BTB: What advice do you have for someone looking to acquire a franchise opportunity in Canada?

EM: Buy Canadian, with local support, and a protected territory, from a franchisor who listens to their franchisees.

It’s important to go with a Canadian company. Before you buy a franchise ask if there are any tax issues, since you are paying profits and royalties to a foreign country. Foreigners do not understand the local market, especially concerning healthcare.

Find out if there is any local support in your city. Most franchisors do not have offices in Vancouver. Having someone locally who can meet with you face to face (at their office and yours) is valuable.
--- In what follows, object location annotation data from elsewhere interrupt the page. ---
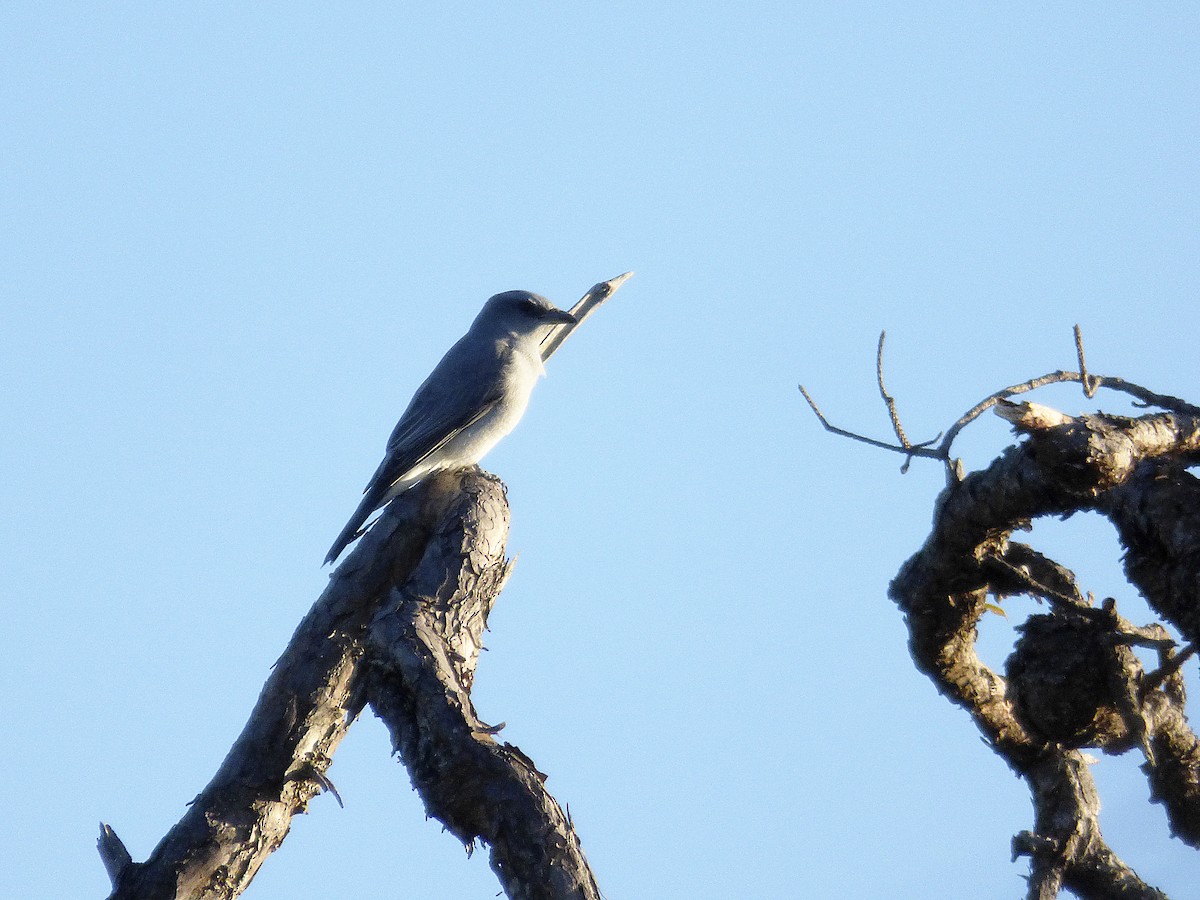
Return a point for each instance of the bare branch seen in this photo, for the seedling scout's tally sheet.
(318, 687)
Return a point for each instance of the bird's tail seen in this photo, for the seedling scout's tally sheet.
(354, 527)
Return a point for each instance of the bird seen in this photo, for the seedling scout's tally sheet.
(472, 399)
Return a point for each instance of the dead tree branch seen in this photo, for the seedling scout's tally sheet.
(399, 627)
(1073, 682)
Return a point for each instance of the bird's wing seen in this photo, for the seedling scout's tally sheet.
(455, 396)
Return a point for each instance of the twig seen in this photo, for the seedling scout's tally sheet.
(911, 450)
(928, 450)
(1089, 384)
(888, 400)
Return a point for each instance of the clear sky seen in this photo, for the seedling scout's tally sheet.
(238, 235)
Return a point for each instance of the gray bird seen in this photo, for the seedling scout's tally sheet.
(474, 396)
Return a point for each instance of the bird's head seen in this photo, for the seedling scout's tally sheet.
(520, 312)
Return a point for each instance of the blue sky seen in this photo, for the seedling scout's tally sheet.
(237, 239)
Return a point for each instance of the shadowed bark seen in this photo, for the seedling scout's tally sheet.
(1073, 681)
(400, 625)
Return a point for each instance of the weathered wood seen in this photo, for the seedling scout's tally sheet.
(1067, 465)
(400, 624)
(419, 666)
(277, 763)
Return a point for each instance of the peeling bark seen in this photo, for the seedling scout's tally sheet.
(435, 562)
(1072, 682)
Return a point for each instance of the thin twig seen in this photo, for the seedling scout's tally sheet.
(922, 449)
(928, 450)
(888, 400)
(1089, 384)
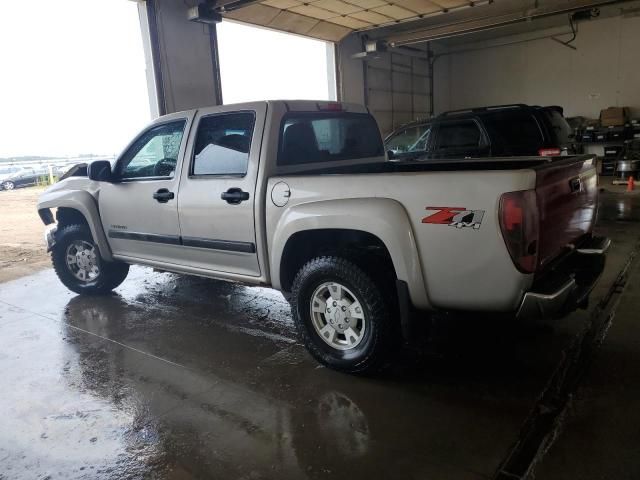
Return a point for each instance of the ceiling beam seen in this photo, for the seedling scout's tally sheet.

It’s also important since they have local connections, experience, and know the local laws and regulations.

Get an exclusive (protected) territory. Most franchisors define your territory with physical boundaries (streets, rivers, oceans, or perhaps postal codes). Some don’t. You will want to know the population and percentage of potential clients in your territory. Look for a franchisor who listens to what franchise owners have to say, with, for example, an Advisory Council (committee) made up of franchisees and management who oversee different facets of the business.